Вышел на улицу, сел в «Волгу» и поехал так, без цели и смысла, куда глаза глядят. Ему надо было побыть одному и обдумать случившееся. То, что Нукзара устранили «азики», не сомневался. И проще простого ему, Косте, навести следствие на врага Амалии: анонимный звонок следователю, и Тариэла как ветром сдует.
С минуту подумал и свернул на дорогу, ведущую к дяде Василию Владимировичу. С легким сердцем и чистой душой майор въезжал в усадьбу дяди.

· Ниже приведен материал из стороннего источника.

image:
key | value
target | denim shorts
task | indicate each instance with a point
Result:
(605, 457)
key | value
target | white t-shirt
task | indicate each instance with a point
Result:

Здесь он остался ночевать. В полночь зашел в сарай и еще раз проверил, хорошо ли запрятал сверток. Вынул из него перстень с бриллиантами, спрятал в багажнике автомобиля. А перед сном в своей маленькой комнате на втором этаже при свете ночника сосчитал деньги: рублей было триста тысяч, а долларов — четверть миллиона. Прикинул, сколько можно выменять на них рублей: получалась астрономическая цифра — сорок миллионов!